The US emitted over 1.55 billion metric tons of carbon dioxide from energy production in 2020 according to the US Energy Information Administration. Providing affordable and clean energy for all also requires an examination of how we use electricity and how we produce it. We can use our skills as chemists and chemical engineers to innovate less energy-intensive processes. We can investigate how the energy we use is produced and encourage our electric providers to use more environmentally friendly alternatives. We can advocate for environmental equity in communities where pollution from energy production has disproportionately affected people of color, including Indigenous communities.

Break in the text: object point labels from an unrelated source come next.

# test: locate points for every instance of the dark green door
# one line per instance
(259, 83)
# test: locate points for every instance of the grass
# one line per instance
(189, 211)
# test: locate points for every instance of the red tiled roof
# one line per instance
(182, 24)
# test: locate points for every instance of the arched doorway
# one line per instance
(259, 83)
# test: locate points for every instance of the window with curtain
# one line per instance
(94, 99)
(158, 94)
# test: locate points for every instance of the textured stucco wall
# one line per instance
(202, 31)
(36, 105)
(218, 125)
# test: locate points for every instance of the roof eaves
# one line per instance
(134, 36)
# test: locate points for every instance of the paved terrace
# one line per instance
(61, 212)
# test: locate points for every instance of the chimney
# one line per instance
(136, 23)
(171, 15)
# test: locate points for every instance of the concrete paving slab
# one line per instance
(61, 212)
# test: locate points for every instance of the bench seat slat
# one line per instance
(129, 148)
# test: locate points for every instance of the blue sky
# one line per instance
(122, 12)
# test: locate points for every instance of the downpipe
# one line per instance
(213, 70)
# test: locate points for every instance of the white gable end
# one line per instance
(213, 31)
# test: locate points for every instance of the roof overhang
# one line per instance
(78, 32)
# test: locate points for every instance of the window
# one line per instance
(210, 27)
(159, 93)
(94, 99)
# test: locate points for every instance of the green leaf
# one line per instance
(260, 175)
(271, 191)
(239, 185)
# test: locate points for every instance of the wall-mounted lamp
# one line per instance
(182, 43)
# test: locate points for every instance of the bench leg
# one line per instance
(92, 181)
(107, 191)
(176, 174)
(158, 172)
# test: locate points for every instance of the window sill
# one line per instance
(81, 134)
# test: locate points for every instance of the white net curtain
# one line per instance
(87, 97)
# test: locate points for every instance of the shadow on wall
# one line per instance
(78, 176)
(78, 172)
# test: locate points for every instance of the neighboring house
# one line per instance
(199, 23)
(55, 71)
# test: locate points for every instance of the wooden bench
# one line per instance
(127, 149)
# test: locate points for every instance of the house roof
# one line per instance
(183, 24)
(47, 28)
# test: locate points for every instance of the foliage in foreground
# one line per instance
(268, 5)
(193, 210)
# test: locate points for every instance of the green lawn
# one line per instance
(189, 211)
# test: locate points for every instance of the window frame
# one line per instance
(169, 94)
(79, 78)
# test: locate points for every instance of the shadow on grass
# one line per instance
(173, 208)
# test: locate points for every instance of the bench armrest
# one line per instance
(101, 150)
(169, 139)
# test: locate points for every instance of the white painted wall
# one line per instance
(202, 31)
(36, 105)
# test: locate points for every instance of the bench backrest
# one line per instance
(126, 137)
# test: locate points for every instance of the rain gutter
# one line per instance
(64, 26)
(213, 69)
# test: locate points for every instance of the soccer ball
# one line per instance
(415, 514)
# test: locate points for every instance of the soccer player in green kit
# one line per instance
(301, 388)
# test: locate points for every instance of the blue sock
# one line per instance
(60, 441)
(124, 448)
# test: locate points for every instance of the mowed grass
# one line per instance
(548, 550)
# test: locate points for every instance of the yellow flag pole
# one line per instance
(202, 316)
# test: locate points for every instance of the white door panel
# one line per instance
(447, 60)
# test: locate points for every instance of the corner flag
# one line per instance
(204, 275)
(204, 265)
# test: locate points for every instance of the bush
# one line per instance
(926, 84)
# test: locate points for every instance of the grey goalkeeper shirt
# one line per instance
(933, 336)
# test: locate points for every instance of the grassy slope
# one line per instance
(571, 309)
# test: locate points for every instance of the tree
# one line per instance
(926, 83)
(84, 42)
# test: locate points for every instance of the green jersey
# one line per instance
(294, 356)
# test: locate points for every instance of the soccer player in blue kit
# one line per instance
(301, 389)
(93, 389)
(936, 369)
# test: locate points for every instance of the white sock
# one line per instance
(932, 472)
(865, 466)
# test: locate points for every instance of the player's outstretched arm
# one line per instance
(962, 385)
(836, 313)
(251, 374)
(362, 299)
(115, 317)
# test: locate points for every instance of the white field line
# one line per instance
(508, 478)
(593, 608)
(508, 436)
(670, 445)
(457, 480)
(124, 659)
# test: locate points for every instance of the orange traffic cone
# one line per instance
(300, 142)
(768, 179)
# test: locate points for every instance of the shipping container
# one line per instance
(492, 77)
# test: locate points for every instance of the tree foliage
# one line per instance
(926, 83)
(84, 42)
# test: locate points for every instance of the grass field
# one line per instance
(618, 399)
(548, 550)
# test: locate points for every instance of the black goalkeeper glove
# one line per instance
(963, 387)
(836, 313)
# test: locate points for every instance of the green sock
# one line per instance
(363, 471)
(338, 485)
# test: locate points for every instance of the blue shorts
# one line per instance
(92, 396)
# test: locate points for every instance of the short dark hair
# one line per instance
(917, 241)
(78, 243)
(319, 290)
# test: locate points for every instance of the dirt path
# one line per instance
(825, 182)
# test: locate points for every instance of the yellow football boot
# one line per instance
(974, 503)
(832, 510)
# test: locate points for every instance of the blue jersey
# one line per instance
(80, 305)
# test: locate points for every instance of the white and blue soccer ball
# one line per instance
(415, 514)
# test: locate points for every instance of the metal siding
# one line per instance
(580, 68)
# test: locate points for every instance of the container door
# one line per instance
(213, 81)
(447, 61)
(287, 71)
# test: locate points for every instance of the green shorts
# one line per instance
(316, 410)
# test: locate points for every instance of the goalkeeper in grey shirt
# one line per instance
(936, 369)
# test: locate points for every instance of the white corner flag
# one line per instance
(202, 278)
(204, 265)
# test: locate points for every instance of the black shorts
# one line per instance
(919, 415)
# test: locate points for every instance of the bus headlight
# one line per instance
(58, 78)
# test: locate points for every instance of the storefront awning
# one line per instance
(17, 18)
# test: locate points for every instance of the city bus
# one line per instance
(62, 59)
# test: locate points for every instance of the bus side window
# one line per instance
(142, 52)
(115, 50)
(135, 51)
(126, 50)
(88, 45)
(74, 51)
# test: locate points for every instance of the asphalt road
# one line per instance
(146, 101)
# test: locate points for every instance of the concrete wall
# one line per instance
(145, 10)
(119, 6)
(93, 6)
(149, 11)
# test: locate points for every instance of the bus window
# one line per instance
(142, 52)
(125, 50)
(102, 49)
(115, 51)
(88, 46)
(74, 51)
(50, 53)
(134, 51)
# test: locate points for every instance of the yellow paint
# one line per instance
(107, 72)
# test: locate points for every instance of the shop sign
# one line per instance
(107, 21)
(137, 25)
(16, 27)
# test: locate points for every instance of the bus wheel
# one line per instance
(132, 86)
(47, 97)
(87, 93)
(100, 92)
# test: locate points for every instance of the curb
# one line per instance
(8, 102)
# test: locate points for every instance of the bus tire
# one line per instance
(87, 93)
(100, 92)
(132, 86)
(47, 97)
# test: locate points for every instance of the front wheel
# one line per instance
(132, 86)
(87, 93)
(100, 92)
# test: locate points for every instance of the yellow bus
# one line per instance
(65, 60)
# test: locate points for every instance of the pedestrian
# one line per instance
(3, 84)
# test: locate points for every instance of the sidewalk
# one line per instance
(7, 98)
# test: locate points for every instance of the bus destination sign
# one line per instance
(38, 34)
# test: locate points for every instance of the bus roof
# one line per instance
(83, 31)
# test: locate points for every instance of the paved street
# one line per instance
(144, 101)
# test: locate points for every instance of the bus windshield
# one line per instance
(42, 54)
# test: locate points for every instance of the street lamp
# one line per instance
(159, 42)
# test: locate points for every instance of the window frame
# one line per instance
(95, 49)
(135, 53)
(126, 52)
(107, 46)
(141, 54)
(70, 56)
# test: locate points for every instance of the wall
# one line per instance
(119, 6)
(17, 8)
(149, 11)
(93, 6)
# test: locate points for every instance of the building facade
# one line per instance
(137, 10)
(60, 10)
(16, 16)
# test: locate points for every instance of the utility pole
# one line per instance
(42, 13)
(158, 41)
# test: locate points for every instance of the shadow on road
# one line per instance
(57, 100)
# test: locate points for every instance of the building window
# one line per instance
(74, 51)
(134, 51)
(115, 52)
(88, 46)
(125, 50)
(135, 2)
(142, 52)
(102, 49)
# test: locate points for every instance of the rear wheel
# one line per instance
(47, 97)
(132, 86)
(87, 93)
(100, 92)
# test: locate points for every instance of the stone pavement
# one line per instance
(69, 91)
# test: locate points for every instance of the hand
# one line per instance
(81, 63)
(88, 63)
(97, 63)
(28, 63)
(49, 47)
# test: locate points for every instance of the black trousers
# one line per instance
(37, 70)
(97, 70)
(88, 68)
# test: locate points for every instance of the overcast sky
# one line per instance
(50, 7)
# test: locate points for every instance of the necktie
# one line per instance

We must ensure that sustainable consumption and production patterns become the norm as we reimagine the recycling triangle from “reduce, reuse, recycle” to “refuse, reuse, recycle.” By using total life-cycle analysis, we can better understand the impacts of end products and their disposal on our environments. We must move beyond considerations of production and use alone. Three billion people worldwide do not have access to proper waste facilities; therefore, waste disposal is unregulated, further contributing to health disparities in local communities. It is imperative the entire cycle of production, consumption, and disposal be evaluated more stringently. Consumers must insist that those who reap the benefits of production and consumption take joint responsibility for what happens at the end of product life.

We must take immediate action to mitigate climate change. This begins with limiting our personal greenhouse gas emissions but also involves examining the choices we make each day in what we consume, how we consume it, and how we dispose of it. The ACS Climate Science Toolkit can help you better understand climate change and communicate with others. It is not enough to change our personal patterns; we must help and educate others.

As we work to build partnerships for sustainable development within our communities, with our employers, and within our homes, I challenge you to think at and beyond the bench. We cannot pretend that this message is new. We have heard it for over 60 years—since Rachel Carson’s Silent Spring was first published. Our progress has come in baby steps, but now our actions must be bolder. By working together, we can build a sustainable future for all. Where will you start? To quote John Lewis, “If not us, then who? If not now, then when?”

Views expressed are those of the author and not necessarily those of C&EN or ACS.